Thursday, November 4, 2010

Whole Foods Recipe: Pumpkin Bread, Two Ways

Oh, pumpkin bread. How I love you. How I wish with all the depths of my sugar-deprived heart I could slather you with cinnamon cream cheese frosting. But alas. Sugar is not a whole food and our 3 months are not up yet.

These are two rather different recipes. The first came to me already whole foods friendly and doesn't pretend to be a super sweet, frosting friendly loaf. But it really was delicious and it only makes one loaf, which is kind of nice when you're the only one in your house who eats pumpkin bread. The second is a much sweeter, more dessert-y variety of pumpkin bread and I ended up freezing the second loaf because I was in danger of completely overdoing it.

I think this first recipe kicked off my pumpkin love affair this year. I saw it and thought, "NEEEED." And our shelves have been heavy with canned pumpkin ever since.

Pumpkin Bread
Find the full recipe over at The Food Illusion. I didn't make any changes!

This second recipe caught me at a particularly sugar-fiendy moment. I wanted a big, soft sugar cookie with inch-thick frosting so badly it hurt. I was kind of getting a little depressed about it, actually. Then I saw this recipe, read through the ingredients and thought, "I can adapt this!" And went to work. I won't pretend the result is even better than the original (which I haven't had, but I imagine is amazing), but it did the trick. Sweet, moist bread, perfect for snacking during naptime when I have a few minutes to sit on my butt and do nothing but enjoy myself.

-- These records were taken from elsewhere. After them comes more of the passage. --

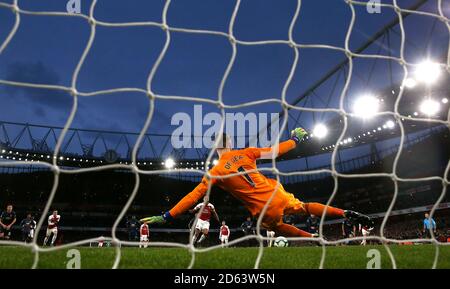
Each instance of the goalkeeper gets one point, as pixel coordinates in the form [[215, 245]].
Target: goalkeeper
[[254, 189]]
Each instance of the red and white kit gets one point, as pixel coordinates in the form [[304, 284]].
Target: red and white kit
[[144, 232], [224, 234], [52, 228], [53, 224], [205, 216]]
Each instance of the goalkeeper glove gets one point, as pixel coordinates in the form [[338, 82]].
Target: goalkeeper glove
[[298, 134], [157, 219]]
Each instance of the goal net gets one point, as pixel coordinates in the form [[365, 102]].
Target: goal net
[[386, 91]]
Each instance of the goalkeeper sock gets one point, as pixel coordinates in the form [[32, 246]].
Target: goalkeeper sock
[[287, 230], [318, 209]]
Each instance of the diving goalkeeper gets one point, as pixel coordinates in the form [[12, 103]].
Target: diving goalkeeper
[[254, 189]]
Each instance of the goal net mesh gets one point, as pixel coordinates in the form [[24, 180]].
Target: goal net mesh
[[234, 43]]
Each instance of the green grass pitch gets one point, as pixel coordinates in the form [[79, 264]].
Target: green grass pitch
[[411, 257]]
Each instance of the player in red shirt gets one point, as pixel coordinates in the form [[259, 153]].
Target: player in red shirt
[[52, 228], [145, 233], [202, 225], [224, 233]]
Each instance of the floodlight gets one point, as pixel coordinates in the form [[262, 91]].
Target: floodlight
[[427, 72], [169, 163], [366, 106], [429, 107]]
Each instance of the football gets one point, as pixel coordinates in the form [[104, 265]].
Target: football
[[281, 242]]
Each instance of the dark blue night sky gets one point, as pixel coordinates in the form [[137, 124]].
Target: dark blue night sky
[[46, 50]]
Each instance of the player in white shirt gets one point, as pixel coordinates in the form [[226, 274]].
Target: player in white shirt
[[144, 232], [203, 220], [52, 228], [271, 236], [224, 234]]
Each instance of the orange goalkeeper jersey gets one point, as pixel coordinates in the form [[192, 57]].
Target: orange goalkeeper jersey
[[253, 189]]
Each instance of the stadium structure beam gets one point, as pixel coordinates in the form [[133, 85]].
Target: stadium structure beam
[[385, 29]]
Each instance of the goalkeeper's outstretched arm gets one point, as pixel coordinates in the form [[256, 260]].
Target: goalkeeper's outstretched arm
[[277, 150]]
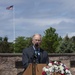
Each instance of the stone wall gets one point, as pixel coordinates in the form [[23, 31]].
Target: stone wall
[[11, 63]]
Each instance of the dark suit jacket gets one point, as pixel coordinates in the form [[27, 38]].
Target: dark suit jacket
[[28, 53]]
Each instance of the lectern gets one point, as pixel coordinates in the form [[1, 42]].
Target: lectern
[[34, 69]]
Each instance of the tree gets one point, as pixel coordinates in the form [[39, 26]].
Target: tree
[[50, 40], [21, 43]]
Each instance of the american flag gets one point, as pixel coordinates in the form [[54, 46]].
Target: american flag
[[10, 7]]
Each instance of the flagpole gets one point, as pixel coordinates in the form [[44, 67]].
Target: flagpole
[[14, 26]]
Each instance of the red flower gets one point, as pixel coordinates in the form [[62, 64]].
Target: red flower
[[43, 73]]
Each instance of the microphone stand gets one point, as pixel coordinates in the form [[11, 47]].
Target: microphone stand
[[34, 65]]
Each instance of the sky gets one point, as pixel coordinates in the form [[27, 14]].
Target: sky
[[35, 16]]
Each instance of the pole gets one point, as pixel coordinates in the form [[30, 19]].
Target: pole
[[14, 26]]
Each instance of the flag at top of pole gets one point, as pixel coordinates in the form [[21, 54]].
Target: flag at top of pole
[[10, 7]]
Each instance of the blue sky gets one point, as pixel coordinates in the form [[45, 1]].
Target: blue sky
[[35, 16]]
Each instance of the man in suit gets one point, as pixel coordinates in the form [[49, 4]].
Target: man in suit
[[34, 54]]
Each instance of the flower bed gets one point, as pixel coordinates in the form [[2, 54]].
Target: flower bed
[[56, 68]]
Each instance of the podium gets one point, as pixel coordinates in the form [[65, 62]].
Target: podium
[[34, 69]]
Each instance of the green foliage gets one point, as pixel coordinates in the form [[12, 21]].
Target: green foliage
[[66, 46], [21, 43], [50, 40]]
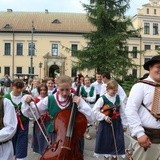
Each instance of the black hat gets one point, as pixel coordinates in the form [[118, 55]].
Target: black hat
[[153, 60]]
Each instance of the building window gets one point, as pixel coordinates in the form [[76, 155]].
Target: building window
[[146, 28], [7, 70], [29, 70], [134, 72], [157, 47], [126, 51], [19, 70], [74, 48], [19, 49], [146, 59], [74, 72], [134, 52], [54, 49], [147, 47], [30, 49], [155, 28], [7, 49]]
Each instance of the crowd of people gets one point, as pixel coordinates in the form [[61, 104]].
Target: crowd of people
[[102, 104]]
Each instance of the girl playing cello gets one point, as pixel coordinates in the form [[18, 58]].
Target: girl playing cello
[[57, 102]]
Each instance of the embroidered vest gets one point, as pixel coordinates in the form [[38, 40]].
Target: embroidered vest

Also, even though I used sucanat, I should mention that sugar is sugar no matter how you cut it. This recipe only pretends to be good for you.

Pumpkin Bread
Adapted from here

3 1/2 cups whole wheat pastry flour
2 teaspoons baking soda
1 teaspoon salt
1 teaspoon cinnamon
dash nutmeg
3 cups sucanat
3/4 cup applesauce
1/4 cup oil
4 eggs
2 cups canned pumpkin

Preheat oven to 350 degrees. Mix all ingredients and pour into two greased bread pans. Bake for one hour or until a knife inserted in the center comes out clean (about an hour and 10 minutes for me).